The case law and commentary on Capper-Volstead supports the proposition that one of the purposes of its enactment was to allow farmers to raise the price of their output. Capper-Volstead was thus intended to facilitate the transfer of rents from consumers to producers. As is generally understood in antitrust economics, even a modest reduction in the output of a homogeneous, inelastic product may significantly augment sales prices. Such is the case with many agricultural commodities. Capper-Volstead was designed to allow the farmers and other producers of agricultural products to join together in cooperatives and raise the price of their products to consumers. By the same token, producers were not allowed to engage in predatory conduct to facilitate the joint raising of prices, or to combine with non-producer elements to facilitate price increases. One could argue that Congress must have intended to allow agricultural producer cooperatives' to meter their output by limiting their members' production. Otherwise, "cheating" on cooperatives' enhanced prices to consumers may defeat the ability of the producers to transfer consumer rents to themselves.
Yet, the In re Fresh and Process Potatoes court reasons to the contrary. It states that while an agricultural cooperative can fix the prices at which its goods are sold, it is the individual freedom of its members to augment production that prevents consumers from being overcharged. As stated by the court:
Individual freedom to produce more in times of high prices is a quintessential safeguard against Capper-Volstead abuse, which Congress recognized in enacting the statute. Id. at 17.
Perhaps a rejoinder would be that Congress intended that agricultural prices would rise as a result of agricultural cooperative price fixing, and it was Section 2 of the Act that would prevent "abuse". Section 2 empowers the Secretary of Agriculture to administratively prevent cooperatives from using their market power to such an extent that the price of any agricultural product "is unduly enhanced". See, 7 U.S.C. § 292. An argument could be made that this, and not the individual right to "cheat" on the cartel, is the quintessential safeguard against Capper-Volstead abuse.
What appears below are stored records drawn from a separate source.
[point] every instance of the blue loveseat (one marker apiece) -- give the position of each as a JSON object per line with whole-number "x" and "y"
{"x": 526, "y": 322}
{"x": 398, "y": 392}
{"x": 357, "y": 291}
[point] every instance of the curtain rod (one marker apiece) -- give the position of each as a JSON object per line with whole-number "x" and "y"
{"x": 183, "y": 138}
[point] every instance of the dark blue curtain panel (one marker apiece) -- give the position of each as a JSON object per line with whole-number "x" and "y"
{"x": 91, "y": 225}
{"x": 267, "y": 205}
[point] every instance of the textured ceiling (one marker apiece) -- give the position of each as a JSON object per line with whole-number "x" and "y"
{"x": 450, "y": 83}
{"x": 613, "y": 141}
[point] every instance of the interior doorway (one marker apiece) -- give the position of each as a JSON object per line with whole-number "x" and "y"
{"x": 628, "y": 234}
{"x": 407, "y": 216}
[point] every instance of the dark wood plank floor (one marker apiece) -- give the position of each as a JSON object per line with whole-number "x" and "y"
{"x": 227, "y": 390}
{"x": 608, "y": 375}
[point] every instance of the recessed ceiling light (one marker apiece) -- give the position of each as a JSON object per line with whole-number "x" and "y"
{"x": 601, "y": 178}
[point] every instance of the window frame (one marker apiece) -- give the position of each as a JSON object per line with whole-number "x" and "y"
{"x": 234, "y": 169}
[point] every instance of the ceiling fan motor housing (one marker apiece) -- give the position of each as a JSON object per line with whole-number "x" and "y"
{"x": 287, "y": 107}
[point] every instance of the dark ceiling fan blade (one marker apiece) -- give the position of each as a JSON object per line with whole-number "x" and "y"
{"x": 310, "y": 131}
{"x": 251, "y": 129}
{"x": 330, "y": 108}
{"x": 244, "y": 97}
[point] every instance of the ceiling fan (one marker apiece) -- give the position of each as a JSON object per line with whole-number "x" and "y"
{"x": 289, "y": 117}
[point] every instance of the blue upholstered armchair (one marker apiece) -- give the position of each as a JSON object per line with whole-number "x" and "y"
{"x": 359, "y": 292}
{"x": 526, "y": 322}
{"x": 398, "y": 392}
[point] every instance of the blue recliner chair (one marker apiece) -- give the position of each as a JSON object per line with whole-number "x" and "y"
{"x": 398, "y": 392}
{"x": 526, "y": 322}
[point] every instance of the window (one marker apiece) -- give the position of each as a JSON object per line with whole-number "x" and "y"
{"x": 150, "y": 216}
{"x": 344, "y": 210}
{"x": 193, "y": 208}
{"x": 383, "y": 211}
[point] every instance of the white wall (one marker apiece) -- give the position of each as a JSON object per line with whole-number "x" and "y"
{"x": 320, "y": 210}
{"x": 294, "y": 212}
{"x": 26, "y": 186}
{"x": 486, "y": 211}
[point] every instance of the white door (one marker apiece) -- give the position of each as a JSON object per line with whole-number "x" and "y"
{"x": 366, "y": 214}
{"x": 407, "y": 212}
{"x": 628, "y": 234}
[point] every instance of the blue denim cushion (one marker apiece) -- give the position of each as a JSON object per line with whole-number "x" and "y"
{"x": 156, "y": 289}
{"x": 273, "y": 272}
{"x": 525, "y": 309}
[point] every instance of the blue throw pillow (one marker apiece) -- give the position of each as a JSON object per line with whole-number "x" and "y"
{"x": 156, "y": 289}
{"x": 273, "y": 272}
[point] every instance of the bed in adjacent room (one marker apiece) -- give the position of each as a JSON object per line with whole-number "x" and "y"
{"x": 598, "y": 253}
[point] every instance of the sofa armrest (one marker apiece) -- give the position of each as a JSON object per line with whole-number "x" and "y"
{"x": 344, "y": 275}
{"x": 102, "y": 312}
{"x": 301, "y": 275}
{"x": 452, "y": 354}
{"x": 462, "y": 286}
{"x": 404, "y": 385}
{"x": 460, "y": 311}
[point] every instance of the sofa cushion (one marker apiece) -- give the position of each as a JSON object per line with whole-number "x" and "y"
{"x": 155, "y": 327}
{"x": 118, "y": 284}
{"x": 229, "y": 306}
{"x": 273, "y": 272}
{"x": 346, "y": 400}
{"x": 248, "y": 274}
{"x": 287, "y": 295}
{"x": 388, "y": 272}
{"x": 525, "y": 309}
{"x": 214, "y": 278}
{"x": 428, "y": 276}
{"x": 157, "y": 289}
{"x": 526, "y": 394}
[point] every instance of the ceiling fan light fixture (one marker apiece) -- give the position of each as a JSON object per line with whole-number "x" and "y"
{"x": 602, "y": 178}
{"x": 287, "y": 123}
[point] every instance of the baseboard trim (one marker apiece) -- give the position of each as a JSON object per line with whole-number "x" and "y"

But the court also relies upon dicta of the Federal Trade Commission in In re Matter of Central California Lettuce Producers Cooperatives, 90 F.T.C. 18, at 32 n. 20 (1977). There, the Commission opined
[T]here are strong indications that Congress did not intend to allow farmers to use cooperatives as a vehicle by which they could effectively agree to limit production.
At this point, the pending litigation, described above presents more questions than answers. But perhaps a quote from Galatians 6:7 is appropriate for the season:
Be not deceived; God is not mocked: for whatever a man soweth, that shall he also reap.